Unterschiede in der Anwendung

Aus der Perspektive des Benutzers gibt es an der Befehlszeile keinen großen, offensichtlichen Unterschied. Aufgrund der POSIX-Standards und der Konformität kann Software, die für Unix geschrieben wurde, mit geringem Aufwand für ein Linux-Betriebssystem kompiliert werden. Shell-Skripte beispielsweise können in vielen Fällen direkt unter Linux verwendet werden, ohne oder mit geringen Änderungen.

Einige der Befehlszeilen-Dienstprogramme haben leicht unterschiedliche Befehlszeilen-Optionen, aber im Wesentlichen steht auf beiden Plattformen das gleiche Arsenal an Werkzeugen zur Verfügung. Tatsächlich hat IBMs AIX eine AIX Toolbox für Linux-Anwendungen. Diese ermöglicht es dem Systemadministrator, Hunderte von GNU-Paketen (wie Bash, GCC usw.) zu installieren.

Die verschiedenen Unix-Varianten verfügen über unterschiedliche grafische Benutzeroberflächen (GUI), ebenso wie Linux. Ein Linux-Benutzer, der mit GNOME oder Mate vertraut ist, muss sich bei der ersten Begegnung mit KDE oder Xfce zwar erst zurechtfinden, wird sich aber bald daran gewöhnen. Ähnliches gilt für die unter Unix verfügbaren GUIs, wie Motif, die Common Desktop Environment und das X Window System. Sie sind alle ähnlich genug, um von jedem bedient werden zu können, der mit den Konzepten einer Fensterumgebung mit Dialogen, Menüs und Symbolen vertraut ist.

Bei der Administration der Systeme werden die Unterschiede deutlicher. Zum Beispiel gibt es unterschiedliche Init-Mechanismen. Derivate von Unix System V und die BSD-Streams haben unterschiedliche Init-Systeme. Die freien BSD-Varianten behielten die BSD-Init-Schemata bei. Standardmäßig verwenden Linux-Distributionen entweder ein von Unix System V abgeleitetes Init-System oder systemd.

Schaltgetriebe vs.
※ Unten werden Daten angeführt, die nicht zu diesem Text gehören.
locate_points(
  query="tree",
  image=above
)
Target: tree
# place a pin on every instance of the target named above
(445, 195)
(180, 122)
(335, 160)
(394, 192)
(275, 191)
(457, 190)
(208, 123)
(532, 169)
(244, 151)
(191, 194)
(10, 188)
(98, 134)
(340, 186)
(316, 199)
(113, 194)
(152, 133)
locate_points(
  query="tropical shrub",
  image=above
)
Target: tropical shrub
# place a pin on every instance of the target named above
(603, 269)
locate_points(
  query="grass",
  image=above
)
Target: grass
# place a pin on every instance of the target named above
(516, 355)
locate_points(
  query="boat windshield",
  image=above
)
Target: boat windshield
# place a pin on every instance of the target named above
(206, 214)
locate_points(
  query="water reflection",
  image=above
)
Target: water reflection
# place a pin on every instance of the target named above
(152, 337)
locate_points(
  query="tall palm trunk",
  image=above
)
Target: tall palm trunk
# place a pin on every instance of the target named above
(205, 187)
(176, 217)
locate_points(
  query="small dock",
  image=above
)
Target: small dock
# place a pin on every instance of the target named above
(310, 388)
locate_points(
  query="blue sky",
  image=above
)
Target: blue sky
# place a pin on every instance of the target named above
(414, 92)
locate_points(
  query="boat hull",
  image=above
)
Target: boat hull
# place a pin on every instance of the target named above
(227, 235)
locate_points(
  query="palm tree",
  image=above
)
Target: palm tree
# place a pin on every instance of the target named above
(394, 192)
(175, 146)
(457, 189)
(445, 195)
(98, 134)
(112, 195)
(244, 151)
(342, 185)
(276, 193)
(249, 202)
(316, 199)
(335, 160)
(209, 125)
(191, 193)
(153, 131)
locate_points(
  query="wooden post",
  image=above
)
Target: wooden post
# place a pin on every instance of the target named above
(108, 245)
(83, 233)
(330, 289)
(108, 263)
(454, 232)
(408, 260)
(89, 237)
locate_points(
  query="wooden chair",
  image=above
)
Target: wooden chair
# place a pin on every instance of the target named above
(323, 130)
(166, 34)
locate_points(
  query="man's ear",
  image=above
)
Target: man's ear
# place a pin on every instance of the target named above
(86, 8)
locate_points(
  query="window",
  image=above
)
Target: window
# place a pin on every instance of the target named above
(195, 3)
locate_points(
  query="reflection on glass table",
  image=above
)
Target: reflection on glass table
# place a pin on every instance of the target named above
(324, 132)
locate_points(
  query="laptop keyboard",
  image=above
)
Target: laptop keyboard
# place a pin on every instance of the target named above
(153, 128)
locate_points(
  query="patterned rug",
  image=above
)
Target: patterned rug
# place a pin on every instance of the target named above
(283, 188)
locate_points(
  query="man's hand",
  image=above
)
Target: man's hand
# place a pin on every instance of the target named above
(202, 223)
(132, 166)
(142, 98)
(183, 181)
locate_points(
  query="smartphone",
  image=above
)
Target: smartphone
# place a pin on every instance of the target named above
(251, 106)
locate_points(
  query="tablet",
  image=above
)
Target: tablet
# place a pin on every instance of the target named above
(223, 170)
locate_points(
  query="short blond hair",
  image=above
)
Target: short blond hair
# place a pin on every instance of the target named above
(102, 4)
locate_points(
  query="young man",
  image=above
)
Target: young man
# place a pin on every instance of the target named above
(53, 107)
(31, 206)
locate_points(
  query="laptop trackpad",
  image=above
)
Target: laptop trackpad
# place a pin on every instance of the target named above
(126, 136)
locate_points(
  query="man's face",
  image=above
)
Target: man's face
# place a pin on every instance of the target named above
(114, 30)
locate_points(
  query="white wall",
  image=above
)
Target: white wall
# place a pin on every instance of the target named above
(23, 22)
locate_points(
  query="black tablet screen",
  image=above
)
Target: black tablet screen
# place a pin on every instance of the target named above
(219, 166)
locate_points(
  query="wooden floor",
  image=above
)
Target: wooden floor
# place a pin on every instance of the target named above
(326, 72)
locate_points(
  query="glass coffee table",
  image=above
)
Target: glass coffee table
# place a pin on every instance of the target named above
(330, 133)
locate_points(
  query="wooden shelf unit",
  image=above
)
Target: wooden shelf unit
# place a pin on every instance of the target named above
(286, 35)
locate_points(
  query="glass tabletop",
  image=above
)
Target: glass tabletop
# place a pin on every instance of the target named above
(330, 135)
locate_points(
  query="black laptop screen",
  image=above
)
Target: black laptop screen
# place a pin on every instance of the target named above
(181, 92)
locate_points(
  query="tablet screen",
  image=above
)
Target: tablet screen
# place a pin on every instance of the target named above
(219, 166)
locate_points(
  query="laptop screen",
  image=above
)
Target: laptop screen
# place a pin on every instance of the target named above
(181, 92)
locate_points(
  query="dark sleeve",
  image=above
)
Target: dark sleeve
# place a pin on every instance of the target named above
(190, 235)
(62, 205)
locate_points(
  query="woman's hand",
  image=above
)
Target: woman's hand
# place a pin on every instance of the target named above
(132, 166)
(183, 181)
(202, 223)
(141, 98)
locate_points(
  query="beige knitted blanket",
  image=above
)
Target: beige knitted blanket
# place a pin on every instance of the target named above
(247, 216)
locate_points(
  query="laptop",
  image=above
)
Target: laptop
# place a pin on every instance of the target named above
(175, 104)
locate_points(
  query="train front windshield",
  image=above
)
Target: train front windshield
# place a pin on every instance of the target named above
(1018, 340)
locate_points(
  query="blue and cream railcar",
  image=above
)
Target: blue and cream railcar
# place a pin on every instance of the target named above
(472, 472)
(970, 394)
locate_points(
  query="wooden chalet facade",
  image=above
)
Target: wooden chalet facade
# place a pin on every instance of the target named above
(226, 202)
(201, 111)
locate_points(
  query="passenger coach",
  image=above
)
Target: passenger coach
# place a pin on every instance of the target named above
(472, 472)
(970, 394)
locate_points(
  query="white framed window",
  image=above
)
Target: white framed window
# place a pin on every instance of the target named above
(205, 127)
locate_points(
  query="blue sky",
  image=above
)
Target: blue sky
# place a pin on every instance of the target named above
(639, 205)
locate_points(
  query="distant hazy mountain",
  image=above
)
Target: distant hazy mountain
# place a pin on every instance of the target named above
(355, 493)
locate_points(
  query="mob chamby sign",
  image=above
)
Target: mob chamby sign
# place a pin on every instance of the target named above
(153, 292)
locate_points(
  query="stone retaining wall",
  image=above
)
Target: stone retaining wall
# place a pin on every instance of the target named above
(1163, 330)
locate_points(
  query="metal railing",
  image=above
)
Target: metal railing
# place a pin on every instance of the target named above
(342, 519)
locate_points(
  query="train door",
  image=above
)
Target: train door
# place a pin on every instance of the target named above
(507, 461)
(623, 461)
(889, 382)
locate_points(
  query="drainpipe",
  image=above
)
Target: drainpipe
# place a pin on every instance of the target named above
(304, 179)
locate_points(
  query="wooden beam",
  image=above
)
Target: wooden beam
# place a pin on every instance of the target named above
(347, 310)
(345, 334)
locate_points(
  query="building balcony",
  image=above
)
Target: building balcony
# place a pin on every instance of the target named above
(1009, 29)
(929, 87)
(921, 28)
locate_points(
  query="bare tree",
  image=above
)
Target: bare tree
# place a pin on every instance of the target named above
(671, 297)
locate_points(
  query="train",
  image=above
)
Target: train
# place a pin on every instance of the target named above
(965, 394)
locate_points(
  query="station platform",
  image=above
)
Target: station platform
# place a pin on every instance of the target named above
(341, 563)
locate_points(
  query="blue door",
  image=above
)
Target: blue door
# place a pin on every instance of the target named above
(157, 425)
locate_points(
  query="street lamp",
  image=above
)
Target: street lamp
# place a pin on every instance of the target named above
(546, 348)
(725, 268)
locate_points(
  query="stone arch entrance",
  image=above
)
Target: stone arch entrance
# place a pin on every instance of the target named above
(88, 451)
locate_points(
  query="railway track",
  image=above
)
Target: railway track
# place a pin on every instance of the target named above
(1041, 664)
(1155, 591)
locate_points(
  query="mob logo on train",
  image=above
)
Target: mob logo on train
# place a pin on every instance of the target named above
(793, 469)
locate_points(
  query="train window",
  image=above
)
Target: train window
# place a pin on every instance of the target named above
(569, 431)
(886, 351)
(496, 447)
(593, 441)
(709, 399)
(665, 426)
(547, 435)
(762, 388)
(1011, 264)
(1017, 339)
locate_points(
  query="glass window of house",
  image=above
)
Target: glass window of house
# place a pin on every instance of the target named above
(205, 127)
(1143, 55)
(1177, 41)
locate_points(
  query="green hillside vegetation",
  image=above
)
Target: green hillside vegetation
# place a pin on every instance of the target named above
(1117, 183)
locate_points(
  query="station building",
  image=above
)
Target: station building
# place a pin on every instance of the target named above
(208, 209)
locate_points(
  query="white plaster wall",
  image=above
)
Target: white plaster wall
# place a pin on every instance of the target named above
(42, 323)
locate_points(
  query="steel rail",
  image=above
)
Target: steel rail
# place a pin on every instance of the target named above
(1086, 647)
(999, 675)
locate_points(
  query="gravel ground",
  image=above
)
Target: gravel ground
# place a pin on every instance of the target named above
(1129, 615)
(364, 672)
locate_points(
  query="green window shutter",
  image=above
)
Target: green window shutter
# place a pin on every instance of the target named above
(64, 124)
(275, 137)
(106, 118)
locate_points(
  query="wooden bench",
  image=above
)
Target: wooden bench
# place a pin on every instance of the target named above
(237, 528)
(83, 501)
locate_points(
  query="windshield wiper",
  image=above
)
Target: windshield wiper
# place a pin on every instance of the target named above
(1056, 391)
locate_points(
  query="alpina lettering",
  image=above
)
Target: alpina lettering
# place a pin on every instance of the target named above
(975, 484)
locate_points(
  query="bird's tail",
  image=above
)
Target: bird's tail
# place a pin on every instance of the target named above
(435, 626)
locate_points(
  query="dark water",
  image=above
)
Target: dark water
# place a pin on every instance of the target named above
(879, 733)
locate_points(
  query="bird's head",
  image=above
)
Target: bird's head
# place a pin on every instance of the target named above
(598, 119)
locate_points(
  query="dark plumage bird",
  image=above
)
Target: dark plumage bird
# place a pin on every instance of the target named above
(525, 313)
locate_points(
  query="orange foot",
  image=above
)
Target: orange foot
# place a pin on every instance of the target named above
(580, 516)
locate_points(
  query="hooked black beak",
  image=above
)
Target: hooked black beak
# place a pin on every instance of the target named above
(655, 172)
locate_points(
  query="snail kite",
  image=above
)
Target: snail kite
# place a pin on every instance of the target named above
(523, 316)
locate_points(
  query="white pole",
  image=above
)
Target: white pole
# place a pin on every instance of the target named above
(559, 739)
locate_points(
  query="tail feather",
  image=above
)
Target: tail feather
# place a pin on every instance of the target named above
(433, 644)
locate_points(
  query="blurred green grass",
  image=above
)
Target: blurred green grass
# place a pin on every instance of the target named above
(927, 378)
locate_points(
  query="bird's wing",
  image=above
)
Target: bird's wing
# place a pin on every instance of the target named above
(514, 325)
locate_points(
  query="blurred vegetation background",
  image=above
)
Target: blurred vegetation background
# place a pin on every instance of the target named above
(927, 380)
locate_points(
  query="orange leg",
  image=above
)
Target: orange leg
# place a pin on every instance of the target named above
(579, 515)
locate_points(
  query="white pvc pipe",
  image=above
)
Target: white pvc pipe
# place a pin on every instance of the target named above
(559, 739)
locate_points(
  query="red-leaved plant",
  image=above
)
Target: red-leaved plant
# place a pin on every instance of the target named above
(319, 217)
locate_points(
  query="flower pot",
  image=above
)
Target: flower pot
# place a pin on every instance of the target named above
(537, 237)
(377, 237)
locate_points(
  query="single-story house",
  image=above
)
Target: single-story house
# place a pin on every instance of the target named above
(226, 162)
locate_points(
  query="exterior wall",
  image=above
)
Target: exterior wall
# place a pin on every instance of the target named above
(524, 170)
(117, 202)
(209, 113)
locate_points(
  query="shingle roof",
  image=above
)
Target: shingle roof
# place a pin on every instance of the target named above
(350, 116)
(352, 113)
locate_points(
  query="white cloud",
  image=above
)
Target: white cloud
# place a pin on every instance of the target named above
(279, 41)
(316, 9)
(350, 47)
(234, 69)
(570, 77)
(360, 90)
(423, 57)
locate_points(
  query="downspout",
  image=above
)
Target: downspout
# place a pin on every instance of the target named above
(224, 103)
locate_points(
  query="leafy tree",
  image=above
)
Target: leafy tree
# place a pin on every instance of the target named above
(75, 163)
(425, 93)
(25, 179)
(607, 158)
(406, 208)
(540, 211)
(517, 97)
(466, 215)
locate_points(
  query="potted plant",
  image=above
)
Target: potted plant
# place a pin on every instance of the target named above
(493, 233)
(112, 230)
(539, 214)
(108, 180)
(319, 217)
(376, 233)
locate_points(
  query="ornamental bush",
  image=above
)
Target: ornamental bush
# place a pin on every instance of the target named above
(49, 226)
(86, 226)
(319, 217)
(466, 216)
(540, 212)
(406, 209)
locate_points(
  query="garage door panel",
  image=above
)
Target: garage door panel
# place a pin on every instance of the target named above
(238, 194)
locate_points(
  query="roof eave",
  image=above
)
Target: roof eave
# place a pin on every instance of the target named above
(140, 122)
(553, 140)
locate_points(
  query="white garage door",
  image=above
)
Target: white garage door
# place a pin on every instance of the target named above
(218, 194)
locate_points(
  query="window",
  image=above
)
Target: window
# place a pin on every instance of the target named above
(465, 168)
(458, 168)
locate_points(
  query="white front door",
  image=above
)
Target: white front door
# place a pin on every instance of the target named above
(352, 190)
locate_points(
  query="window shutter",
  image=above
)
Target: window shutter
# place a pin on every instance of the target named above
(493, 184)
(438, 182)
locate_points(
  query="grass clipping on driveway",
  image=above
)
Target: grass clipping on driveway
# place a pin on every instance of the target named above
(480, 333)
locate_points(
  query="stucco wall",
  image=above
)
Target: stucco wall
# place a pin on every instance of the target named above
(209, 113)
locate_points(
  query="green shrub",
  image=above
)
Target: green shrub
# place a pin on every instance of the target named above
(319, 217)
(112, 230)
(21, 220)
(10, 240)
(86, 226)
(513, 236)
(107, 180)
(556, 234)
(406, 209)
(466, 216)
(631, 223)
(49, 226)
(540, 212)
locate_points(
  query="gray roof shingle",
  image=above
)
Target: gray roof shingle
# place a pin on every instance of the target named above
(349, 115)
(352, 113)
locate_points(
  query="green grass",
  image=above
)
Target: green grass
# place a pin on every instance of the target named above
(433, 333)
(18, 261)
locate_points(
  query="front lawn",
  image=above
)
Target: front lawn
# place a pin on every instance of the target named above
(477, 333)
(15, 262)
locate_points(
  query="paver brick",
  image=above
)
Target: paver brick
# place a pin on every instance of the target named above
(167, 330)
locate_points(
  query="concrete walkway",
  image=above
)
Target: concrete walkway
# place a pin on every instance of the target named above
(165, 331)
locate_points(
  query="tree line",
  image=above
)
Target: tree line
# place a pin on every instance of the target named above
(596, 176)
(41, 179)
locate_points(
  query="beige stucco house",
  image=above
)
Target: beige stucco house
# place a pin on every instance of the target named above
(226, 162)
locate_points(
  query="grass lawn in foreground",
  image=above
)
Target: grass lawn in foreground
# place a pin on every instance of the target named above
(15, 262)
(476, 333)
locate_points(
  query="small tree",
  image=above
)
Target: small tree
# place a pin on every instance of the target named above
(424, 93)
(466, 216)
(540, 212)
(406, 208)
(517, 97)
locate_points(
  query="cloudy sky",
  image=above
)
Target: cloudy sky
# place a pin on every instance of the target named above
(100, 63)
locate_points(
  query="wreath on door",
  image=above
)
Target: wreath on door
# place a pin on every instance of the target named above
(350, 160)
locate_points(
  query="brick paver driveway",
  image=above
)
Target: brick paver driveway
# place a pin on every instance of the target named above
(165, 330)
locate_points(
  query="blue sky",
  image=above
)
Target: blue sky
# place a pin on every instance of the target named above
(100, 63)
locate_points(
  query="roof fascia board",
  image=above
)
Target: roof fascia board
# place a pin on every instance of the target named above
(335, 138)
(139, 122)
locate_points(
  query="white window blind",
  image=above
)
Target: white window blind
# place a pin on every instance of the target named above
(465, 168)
Automatik

Wenn man das eine Auto fahren kann, kann man auch das andere fahren – auch wenn es am Anfang vielleicht etwas holprig ist.

Abgesehen vom Preis sind die Unterschiede in Philosophie, Lizenzierung, Entwicklungsmodell, Community-Organisation sowie Art und Stil der Governance größer und bedeutender als die Unterschiede in den Befehlszeilenparametern, beispielsweise zwischen einer Version von grep und einer anderen.

Die größten Unterschiede sind nicht die, die man auf dem Bildschirm sieht.